I think the idea here is that these contracts are quite well handled in the current system. New contracts that couldn't be possible before, can now be implemented. What those are, can't say I know.

I still don't understand Ohm but I guess there's a fork called Time

Someone mentioned on a Tweet about Seigniorage and how it's giving over 300% APR, I said cool, all I need to know to ape into it

Bonds, Peg, TWAP, printing, treasuries, yield farming LP's (this at least I understand from experience), but trying to understand it's almost like the Fed and central banks and banking operations, whateverz, just give me yield and hope I don't get rugged before getting out

https://tomb.finance/


3.399b2f6c.webp
 
Nobody seems to understand wtf is going on in this space. Everyone uses buzzwords coined by the 0.23% holders of 90% of crypto assets.

There is the POTENTIAL for this to be as useful as the Internet. POTENTIAL. In some countries in Africa, people trade (goods and services for money) using their phones. This is a bedrock of their daily life. Look it up. I believe that crypto/nft/etc has the potential to become the bedrock for something in daily life as well. What that is, I don't know yet. But it has the potential.

That means that there will be a dot com style crash that will wipe out the fraud and useless shit. What remains will become the MSFT/AMZN/TSLA/etc.

I'm patiently waiting...
 
It will never work. If humans could and would follow rules without supervision, then we would all not need a supervisor or boss. Most people get done nothing without supervision or they overstep boundaries without a corporate cop or regulatory cop watching over them.
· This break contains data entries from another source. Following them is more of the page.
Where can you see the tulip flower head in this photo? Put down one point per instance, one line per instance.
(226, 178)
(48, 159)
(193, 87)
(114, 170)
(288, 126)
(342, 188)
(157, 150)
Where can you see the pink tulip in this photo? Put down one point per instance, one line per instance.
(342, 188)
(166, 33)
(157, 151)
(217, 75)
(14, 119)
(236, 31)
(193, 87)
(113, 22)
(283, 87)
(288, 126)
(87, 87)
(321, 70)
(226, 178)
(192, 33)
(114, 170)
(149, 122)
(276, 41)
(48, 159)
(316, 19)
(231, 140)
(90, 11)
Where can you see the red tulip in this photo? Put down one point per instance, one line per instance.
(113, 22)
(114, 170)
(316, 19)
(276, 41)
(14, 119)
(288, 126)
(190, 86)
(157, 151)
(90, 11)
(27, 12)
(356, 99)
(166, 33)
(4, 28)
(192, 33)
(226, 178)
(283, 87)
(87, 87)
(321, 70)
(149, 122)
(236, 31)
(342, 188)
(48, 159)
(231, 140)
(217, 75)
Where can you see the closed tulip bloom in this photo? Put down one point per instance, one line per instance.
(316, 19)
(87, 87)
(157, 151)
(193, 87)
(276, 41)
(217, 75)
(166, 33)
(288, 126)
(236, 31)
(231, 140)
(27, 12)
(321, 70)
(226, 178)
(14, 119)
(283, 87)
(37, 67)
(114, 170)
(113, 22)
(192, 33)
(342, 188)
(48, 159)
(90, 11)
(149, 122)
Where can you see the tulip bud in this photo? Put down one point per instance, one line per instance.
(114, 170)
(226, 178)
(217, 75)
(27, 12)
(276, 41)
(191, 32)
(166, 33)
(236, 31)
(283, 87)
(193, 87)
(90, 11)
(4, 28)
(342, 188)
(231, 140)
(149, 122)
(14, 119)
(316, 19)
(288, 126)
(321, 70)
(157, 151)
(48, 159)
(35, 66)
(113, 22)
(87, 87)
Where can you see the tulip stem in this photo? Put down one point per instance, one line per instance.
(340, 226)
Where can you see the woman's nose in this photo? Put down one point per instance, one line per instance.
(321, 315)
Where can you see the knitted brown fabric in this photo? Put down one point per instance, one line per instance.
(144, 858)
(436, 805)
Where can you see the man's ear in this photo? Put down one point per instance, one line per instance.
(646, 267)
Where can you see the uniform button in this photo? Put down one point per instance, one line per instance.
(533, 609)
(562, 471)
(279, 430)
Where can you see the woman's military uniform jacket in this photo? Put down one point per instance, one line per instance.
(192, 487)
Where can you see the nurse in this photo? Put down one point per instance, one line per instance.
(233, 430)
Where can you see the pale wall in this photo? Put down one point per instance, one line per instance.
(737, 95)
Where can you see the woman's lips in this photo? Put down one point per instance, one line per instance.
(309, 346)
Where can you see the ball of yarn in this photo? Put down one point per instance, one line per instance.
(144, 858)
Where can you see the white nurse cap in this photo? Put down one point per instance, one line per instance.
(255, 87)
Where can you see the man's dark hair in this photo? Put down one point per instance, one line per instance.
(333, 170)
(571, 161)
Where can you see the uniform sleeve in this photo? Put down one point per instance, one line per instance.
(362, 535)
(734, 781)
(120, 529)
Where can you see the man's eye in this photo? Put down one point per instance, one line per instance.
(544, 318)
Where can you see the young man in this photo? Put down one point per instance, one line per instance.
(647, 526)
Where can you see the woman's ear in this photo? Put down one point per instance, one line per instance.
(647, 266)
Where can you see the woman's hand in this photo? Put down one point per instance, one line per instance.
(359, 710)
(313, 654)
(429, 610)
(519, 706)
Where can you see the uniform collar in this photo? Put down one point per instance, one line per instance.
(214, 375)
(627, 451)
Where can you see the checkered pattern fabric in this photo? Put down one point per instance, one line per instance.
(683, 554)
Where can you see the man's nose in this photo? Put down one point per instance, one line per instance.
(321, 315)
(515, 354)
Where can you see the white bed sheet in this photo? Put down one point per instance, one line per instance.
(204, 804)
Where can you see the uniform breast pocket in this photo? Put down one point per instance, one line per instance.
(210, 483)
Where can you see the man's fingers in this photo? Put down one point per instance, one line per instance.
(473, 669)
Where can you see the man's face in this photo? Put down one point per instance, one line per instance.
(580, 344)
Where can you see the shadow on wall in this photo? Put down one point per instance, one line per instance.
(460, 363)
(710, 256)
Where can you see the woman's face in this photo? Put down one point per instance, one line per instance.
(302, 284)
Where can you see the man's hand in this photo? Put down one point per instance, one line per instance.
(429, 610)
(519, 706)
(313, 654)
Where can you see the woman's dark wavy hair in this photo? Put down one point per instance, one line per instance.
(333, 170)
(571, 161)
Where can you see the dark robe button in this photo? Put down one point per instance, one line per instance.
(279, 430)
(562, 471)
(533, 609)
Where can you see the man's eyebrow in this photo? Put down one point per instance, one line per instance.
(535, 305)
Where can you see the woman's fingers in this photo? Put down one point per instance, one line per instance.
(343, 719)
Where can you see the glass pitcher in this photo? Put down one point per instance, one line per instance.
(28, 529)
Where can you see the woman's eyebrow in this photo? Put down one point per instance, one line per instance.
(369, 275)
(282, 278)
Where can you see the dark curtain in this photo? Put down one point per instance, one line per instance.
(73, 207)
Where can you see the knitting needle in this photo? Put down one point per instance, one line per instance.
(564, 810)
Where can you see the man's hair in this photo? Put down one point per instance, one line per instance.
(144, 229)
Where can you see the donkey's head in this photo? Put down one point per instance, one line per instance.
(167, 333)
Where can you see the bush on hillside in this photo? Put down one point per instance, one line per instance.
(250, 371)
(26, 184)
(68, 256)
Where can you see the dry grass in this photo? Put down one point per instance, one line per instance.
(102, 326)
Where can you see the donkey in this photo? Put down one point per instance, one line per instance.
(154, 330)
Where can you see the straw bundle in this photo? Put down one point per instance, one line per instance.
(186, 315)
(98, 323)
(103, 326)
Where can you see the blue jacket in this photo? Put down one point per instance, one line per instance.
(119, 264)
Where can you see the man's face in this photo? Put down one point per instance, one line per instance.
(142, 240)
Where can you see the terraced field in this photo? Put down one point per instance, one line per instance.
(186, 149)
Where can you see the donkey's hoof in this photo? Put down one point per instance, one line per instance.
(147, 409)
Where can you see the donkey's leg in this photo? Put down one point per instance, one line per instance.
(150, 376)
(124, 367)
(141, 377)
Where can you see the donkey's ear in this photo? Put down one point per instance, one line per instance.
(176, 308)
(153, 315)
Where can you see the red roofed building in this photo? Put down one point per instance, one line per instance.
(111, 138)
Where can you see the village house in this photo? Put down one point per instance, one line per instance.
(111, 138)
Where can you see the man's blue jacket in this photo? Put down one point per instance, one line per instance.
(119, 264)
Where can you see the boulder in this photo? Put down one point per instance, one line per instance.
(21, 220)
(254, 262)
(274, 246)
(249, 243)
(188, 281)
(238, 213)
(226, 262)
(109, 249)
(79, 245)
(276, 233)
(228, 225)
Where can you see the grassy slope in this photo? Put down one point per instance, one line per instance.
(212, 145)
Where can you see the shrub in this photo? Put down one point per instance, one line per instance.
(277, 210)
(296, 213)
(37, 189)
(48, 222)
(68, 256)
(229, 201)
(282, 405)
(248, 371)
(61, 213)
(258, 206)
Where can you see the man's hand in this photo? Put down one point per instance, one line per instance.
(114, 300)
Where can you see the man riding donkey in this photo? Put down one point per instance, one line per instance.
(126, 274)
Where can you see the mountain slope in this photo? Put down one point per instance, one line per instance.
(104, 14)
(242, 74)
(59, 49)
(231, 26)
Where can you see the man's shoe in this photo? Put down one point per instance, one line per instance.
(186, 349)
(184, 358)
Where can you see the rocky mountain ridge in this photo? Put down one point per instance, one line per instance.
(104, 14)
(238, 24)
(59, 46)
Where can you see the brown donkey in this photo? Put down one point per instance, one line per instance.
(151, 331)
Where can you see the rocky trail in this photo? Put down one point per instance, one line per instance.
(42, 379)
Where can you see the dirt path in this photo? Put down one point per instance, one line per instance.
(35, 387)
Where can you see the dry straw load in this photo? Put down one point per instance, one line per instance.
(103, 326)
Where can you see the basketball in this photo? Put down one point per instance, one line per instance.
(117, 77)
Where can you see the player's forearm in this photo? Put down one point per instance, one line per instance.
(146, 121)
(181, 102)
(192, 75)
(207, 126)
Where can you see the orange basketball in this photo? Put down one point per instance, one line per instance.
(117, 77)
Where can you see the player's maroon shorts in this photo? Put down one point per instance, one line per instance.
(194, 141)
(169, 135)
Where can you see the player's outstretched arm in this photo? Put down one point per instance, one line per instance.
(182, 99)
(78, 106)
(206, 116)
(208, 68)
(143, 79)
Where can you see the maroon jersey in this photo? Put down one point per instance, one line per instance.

The concept sounds interesting but like communism it makes tons of erroneous assumptions. Most humans don't behave according to what those neat white papers suppose humans to behave.

There is more truth to this than you even realize, if you had actually dealt with the people in crypto DeFi.
DAOs are a complete mess whenever there are any actual real tasks & problems to resolve. It's just a dark comedy.
High IQ people also, but jesus, my faith in humanity only drops lower & lower the more time I spend in this space.